Forty-one years later, in 1998, Sonja got a call from a friend: did she want to meet the director? Pavel Vladimirovich Klushantsev was an old man by then, his films and visions of a peaceful colonisation of the High Frontier long forgotten. Or not quite: half a world away, a small group of Hollywood effects designers were sharing memories of the man and his work – work some knew only from Corman-financed B-movie recuts with titles like Voyage to the Planet of Prehistoric Women.
For Arc 1.2, I had the tremendous good fortune to talk to Sonja about Klushantsev, who was the subject of her documentary The Star Dreamer. Klushantsev’s films conjured up a world of peace, plenty and hope and in doing so, inspired the most terrifying movies Hollywood ever made.

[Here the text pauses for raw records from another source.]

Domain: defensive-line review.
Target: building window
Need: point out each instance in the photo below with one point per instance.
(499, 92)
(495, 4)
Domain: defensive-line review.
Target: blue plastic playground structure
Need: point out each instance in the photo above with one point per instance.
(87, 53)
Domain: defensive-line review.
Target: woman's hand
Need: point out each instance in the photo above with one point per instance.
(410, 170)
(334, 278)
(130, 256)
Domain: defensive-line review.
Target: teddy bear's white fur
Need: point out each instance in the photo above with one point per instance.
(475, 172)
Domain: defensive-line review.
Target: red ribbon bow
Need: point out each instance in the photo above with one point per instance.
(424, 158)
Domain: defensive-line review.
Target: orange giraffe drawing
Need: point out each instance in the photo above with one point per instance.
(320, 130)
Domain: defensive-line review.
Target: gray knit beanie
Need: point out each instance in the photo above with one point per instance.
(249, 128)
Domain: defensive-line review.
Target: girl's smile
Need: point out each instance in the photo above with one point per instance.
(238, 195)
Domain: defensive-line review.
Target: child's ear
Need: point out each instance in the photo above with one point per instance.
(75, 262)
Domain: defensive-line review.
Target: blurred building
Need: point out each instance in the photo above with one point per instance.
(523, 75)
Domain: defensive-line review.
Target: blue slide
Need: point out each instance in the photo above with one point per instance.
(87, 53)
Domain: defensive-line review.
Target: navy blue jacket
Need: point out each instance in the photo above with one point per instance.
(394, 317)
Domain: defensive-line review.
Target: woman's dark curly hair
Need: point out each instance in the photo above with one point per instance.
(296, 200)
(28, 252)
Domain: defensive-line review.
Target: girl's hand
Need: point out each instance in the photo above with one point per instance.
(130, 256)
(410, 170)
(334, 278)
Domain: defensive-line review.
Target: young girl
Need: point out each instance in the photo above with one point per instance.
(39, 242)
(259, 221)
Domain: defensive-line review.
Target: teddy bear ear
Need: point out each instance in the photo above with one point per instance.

Films like The Terminator, and Aliens. Sonja thinks this shift, from dreams to nightmares, is no accident: merely a part of our growing up.
“We already know that technical/scientific possibilities are limitless,” she says. “ It may be that in 50 years we are able to have a small, cheap flat on Mars, eat synthetic carrots and be very unhappy people. My hope is, that in 50 years we will discover the gene responsible for our cruelty to each other. Perhaps we will discover, in 50 years, that the greatest human talent is the capability of feeling another man’s pain”
Since the darkness, scale and solitude of space are, after all, an invitation to nightmares, I found myself making connections between Sonja’s stories and Prometheus, Ridley Scott’s forthcoming blockbuster, a lovingly horrific reworking of the 2001 myth. In this film, the outward urge still thrums with a horrible sort of life, and the Weyland Corporation still appeals to investors by claiming that it is “building better worlds”. The journey’s not ended. But it has got darker.
Could things have turned out otherwise?